Principali proprietà tecniche:
- Elevata conducibilità elettrica e termica (rame, alluminio)
- Stabilità in presenza di umidità e agenti chimici (bronzo, ottone)
- Leggerezza (alluminio), ideale per applicazioni dove il peso è un fattore critico
- Ottima formabilità a freddo, essenziale nei processi di imbutitura o piegatura
Questi materiali vengono selezionati per la loro funzionalità, affidabilità e prestazioni specifiche in base all’ambiente di applicazione previsto.
Principali Materiali Non Ferrosi nella Filo-Lavorazione Industriale
Rame (Cu-ETP, Cu-OF)
- Norma: EN 13602
- Utilizzato per l’eccellente conducibilità elettrica (fino al 100% IACS)
- Il Cu-OF (rame privo di ossigeno) è ideale per ambienti dove è critica l’ossidazione superficiale (es. saldatura, alto vuoto)

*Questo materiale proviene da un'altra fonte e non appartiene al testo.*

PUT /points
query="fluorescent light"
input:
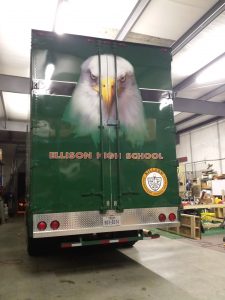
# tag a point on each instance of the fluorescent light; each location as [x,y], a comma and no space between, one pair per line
[61,17]
[164,103]
[92,18]
[17,106]
[49,71]
[214,73]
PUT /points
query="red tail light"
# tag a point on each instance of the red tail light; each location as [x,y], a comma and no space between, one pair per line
[54,225]
[42,226]
[172,217]
[162,218]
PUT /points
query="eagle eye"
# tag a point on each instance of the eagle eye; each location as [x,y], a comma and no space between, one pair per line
[93,77]
[123,78]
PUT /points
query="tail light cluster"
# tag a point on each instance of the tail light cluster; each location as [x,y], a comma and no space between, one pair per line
[43,225]
[172,217]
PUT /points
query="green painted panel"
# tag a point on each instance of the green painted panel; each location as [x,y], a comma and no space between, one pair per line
[83,155]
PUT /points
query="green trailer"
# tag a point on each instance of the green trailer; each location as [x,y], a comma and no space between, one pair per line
[101,146]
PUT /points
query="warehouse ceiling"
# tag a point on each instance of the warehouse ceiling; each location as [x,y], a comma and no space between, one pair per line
[194,29]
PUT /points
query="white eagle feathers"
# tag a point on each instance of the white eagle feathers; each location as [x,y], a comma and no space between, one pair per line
[110,79]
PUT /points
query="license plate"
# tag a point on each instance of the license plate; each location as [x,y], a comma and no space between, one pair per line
[111,221]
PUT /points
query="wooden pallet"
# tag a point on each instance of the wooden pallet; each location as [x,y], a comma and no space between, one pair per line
[189,226]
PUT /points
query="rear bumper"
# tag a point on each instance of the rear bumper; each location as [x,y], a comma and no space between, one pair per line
[75,223]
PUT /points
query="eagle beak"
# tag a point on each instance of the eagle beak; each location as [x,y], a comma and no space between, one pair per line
[108,90]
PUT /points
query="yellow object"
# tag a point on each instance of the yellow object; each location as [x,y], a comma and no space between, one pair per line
[207,216]
[217,200]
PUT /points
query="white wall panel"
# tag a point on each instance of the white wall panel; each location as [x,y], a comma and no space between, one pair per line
[222,143]
[203,146]
[183,149]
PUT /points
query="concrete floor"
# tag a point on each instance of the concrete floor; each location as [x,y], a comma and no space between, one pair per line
[153,269]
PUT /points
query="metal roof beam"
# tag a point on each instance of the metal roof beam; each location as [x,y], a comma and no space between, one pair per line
[189,80]
[132,19]
[215,119]
[3,108]
[199,107]
[205,97]
[204,21]
[14,84]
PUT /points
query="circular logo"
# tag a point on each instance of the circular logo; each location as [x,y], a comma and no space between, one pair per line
[154,182]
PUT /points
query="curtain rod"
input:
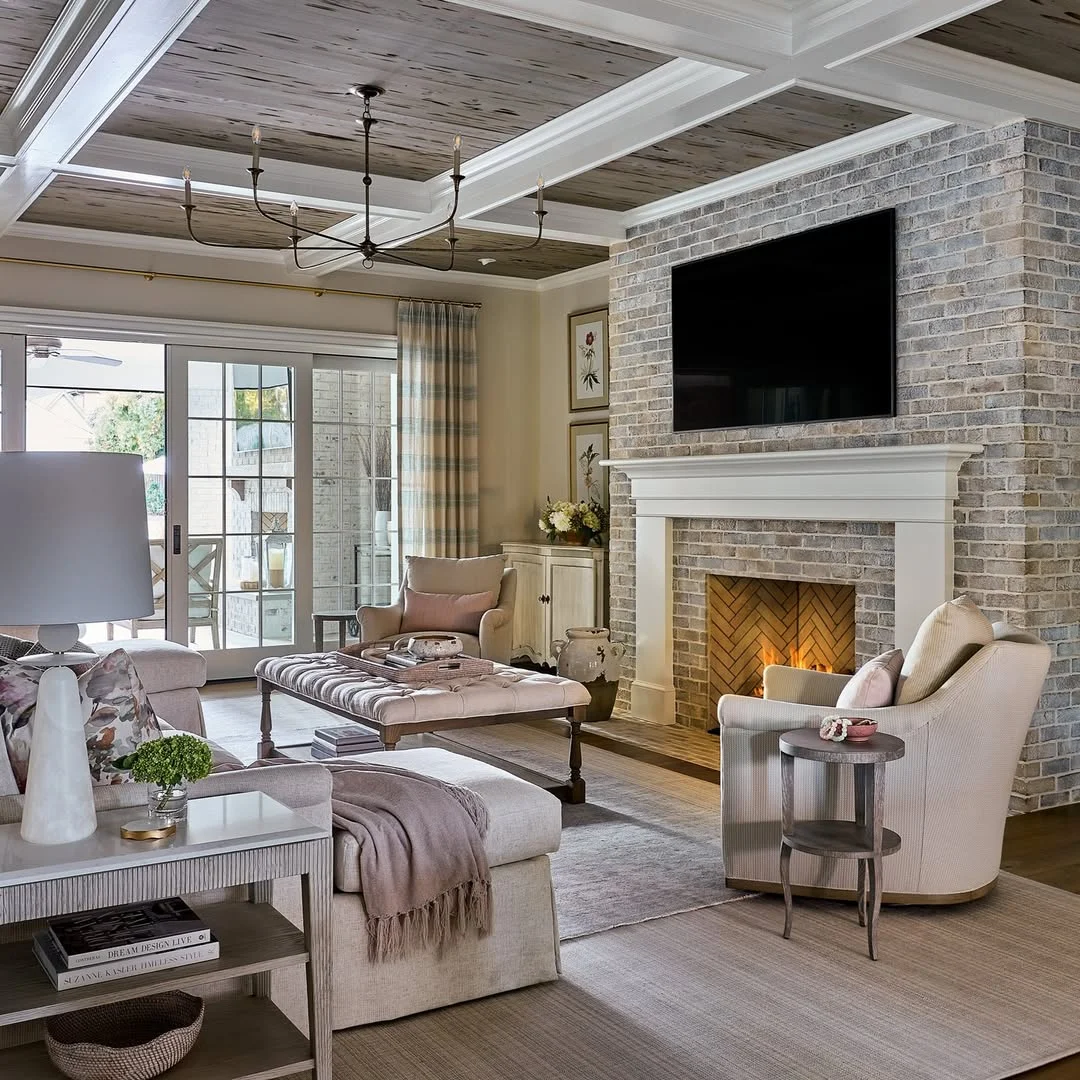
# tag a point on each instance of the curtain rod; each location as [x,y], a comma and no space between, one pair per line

- Impiegato in: bobine elettriche, componenti elettronici, connettività industriale
Ottone (CuZn37, CuZn38Pb2, CuZn39Pb2)
- Norma: EN 12166
- Lega di rame e zinco, con o senza piombo
- Indicato per applicazioni che richiedono buona lavorabilità, resistenza meccanica moderata e resistenza alla corrosione
- Utilizzato in: raccordi, valvole, elementi decorativi, componenti torniti
Bronzo (CuSn6, CuSn8)
- Norma: EN 12166
- Offre elevata resilienza, elasticità e stabilità dimensionale
- Adatto a: molle piatte, contatti elettrici, meccanismi di precisione
Alluminio e Leghe (1050A, 2024, 5754, 6082, 7075 ecc.)
- Norma: EN 573-3
- Leggero, con buona resistenza specifica e comportamento stabile in ambienti aggressivi
- Utilizzato in: scambiatori di calore, strutture leggere, componenti HVAC, industria alimentare e chimica
Normative e Formati di Fornitura dei Fili Non Ferrosi
I fili non ferrosi sono prodotti in conformità alle seguenti normative internazionali:
- EN 13602: rame per applicazioni elettriche
- EN 12166: ottone, bronzo e altre leghe di rame
- EN 573-3: leghe di alluminio
Lo stato metallurgico può variare da ricotto a temprato (molla), in base all’uso richiesto.
Formati disponibili:
- Filo tondo, piatto, quadrato o profilato su disegno
- Fornitura in rotoli, bobine (in plastica o metallo) o barre raddrizzate
Principali Applicazioni Industriali
- Rame – Trasformatori, elettronica di potenza, connettori
- Ottone – Valvole, raccordi, elementi decorativi, fissaggi
- Bronzo – Clip, molle, contatti elettrici
- Alluminio – Sistemi HVAC, strutture leggere, scambiatori, industria chimica
La scelta del materiale giusto dipende non solo dall’ambiente di utilizzo, ma anche dal metodo di produzione e dalle condizioni di esercizio finali (temperatura, fatica, corrosione, ecc.).
In un panorama industriale dove l’ingegneria dei materiali è sempre più specializzata, comprendere il comportamento tecnico dei metalli non ferrosi è essenziale per prendere decisioni informate.
Il filo non ferroso rappresenta una soluzione efficace in contesti dove gli acciai standard non sono sufficienti – dalla trasmissione elettrica alla precisione meccanica fino alla leggerezza strutturale.
Conoscere le loro proprietà e le normative di riferimento è la chiave per integrarli con successo nei processi industriali più esigenti.